I've tried to be a good son, and a loving parent, father. I think that I have succeeded in being a role model for many people in terms of being a religious social activist. Especially given the fact that as we are taught that we are not free to desist from the ultimate tasks. We are not expected to complete them ourselves - but we are not allowed to desist. I hope and believe I have been able, in some way, to inspire others, especially the younger generations, about a religious model of commitment to social justice.
Unfortunately, a lot of things I am proud of are things I wish had never had to be done. Here in terms of the Middle East conflict, I am of course constantly spurred on by all that has not yet been accomplished. Just last year we had our 20th anniversary for Rabbis for Human Rights, but it was no reason for celebration because if we had done our job, we would been out of business by now. But I do think that there are Israelis with better health care because of the work we have done. There are people today in Hadera and Wadi Ara, and other places that are caught up in the Israeli Wisconsin Plan, that have food on their table because we helped them get their benefits back. There are Palestinian farmers getting to lands that they weren't able to reach, for two, five, ten, fifteen years, and others who had their lands taken by settlers and have their lands back because of the work we have done. There are Palestinians who have roofs over their heads because of the work we have done fighting house demolitions.
Sometimes I think that in terms of the work that I do today with Rabbis for Human rights, more important than anything that I or we have succeeded in doing vis-à-vis the Occupation at least, in terms of preventing or dealing with human rights abuses, has been perhaps breaking down stereotypes and engendering hope. The way I see it, opinion poll after opinion poll shows the same majority of both Israelis and Palestinians who want a compromised, negotiated agreement. An even larger percentage on both sides say, we want peace, the other side doesn't - there is no one to talk to.
Obviously, we have to be very careful about how we talk, when it would sound like symmetry when talking about Israelis and Palestinians because we Israelis have so much more political, economic and military power. But there are two ways which I find us very symmetrical. First of all, we all so deeply feel ourselves to be the victims that we are outraged if anyone says we are victimizers. "How dare you call us victimizers? We are the victims." The other way we are parallel is that "we want peace and they don't", and so what is the incentive to move forward, taking a risk for peace when there is no one to reciprocate? I don't know how many times we have gone to rebuild demolished houses and how many parents have insisted that children come and meet us and like déjà vu, I've heard the same conversation over and over - a ten year-old who has just seen their house demolished and his parents humiliated, what do you say to a ten year-old child when he says, "I want to grow up and be a terrorist"? We have to show them that not every Israeli comes with guns to demolish their homes, that there are Israelis who come help rebuild homes. And when people rightly get upset about propaganda against Israelis taught in Palestinian schools, my question is, well what are we going to do about it? Instead of just cursing the darkness, let's light a candle. What are we doing to empower that Palestinian parent that wants their child to learn something more about Israelis?

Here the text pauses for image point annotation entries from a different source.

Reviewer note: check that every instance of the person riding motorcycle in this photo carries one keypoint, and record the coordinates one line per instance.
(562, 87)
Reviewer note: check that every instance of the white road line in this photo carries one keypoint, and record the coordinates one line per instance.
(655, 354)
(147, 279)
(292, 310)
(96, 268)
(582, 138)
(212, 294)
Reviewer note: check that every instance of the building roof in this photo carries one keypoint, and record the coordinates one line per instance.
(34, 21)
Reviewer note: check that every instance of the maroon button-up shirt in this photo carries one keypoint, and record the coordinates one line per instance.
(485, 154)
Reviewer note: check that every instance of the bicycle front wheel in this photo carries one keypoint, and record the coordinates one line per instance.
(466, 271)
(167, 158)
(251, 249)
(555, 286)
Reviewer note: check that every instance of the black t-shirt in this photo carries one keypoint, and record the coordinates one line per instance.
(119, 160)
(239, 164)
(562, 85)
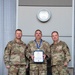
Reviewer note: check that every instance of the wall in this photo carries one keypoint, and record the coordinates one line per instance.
(61, 21)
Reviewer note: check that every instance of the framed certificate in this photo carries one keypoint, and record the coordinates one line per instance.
(38, 56)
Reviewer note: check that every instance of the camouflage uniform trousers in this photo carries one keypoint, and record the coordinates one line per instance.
(60, 70)
(38, 69)
(17, 70)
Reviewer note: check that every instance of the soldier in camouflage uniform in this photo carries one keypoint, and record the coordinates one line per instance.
(60, 55)
(38, 44)
(14, 55)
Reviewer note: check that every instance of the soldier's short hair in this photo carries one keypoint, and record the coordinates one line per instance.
(54, 32)
(38, 30)
(18, 30)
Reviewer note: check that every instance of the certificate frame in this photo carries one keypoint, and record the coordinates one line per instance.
(38, 56)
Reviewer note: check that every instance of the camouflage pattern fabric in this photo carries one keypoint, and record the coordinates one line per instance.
(17, 70)
(38, 69)
(14, 55)
(59, 54)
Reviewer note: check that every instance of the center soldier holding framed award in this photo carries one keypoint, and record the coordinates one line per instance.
(38, 52)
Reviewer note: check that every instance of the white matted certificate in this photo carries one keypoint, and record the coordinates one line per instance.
(38, 56)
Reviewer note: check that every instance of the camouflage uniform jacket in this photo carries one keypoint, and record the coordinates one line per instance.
(14, 53)
(32, 47)
(59, 53)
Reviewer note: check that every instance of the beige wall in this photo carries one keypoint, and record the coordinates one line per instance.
(45, 2)
(61, 21)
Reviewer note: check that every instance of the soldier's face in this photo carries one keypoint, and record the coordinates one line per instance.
(18, 34)
(38, 35)
(55, 37)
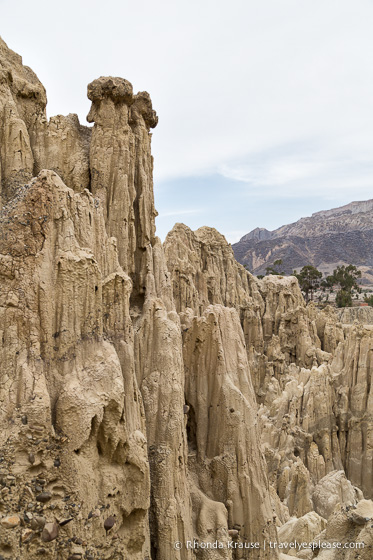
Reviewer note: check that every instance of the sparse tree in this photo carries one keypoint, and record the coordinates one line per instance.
(309, 280)
(346, 279)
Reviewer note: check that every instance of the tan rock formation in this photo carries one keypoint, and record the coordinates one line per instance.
(155, 395)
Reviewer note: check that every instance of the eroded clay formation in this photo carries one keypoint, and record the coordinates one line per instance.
(153, 395)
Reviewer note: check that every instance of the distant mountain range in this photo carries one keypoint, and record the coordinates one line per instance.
(326, 239)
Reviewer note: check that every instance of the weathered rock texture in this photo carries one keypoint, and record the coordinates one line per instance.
(326, 239)
(155, 395)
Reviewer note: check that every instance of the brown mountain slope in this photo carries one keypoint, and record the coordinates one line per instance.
(339, 236)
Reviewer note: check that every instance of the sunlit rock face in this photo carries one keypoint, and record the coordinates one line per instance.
(153, 395)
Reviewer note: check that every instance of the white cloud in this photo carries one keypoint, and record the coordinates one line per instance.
(240, 87)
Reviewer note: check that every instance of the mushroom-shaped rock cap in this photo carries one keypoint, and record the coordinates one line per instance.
(117, 89)
(142, 105)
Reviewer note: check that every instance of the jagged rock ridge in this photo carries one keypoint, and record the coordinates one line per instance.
(152, 395)
(326, 239)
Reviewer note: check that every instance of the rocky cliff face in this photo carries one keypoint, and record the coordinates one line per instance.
(155, 395)
(326, 239)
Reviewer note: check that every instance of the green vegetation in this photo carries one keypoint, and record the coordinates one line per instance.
(309, 279)
(345, 277)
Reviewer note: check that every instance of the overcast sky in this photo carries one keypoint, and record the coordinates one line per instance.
(265, 106)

Some of the Palestinians that we worked with at certain points - certainly at the height of the second intifada - were getting asked why they were engaged in nonviolent cooperative activities with Israelis. As some of the results of what we did became apparent, there was newfound support from the highest level from the Palestinian authorities and Palestinian society. One of my heroes is man who spent thirteen years in our security prisons and says, "I was part of the armed resistance but there is no blood on my hands." Thirteen years gave him a lot of time to think, and he came out not only with respect to prisoners but totally committed to nonviolence. I have seen him a stop a stone thrower's arm in mid-air. We would talk about how important it is for him that his fellow Palestinians saw success as coming out of nonviolent actions.We Israelis can talk about peace and human rights until we are blue in the face, and if God forbid a bomb goes in a bus somewhere in Israel, who is going to listen? And Palestinian peacemakers can talk about peace and human rights until they are blue in the face but when our mortars are wiping out families in Gaza, who is going to listen? So I really think that what we have to create is a coalition of hope.The same majority on both sides, only I or we as Israelis can break down the stereotypes that so many Palestinians have about Israelis, thereby empowering Palestinian peacemakers within their own people. Only Palestinians can empower me to be a hero among my fellow Israelis. I think there is still a long way to go to that. I hear it all the time, people come in and see me with my kipa - my Jewish head covering - and my beard, and assume I am another violent fanatic settler... and it's a very eye-opening experience when you think I represent a whole organization of rabbis who think differently. Perhaps that, along with concrete successes that have been able to break down Palestinian stereotypes of Israelis and which empower Palestinian peacemakers to say, "Look we can move forward in this kind of way with these kinds of people", perhaps this has been more important than anything else that I have done.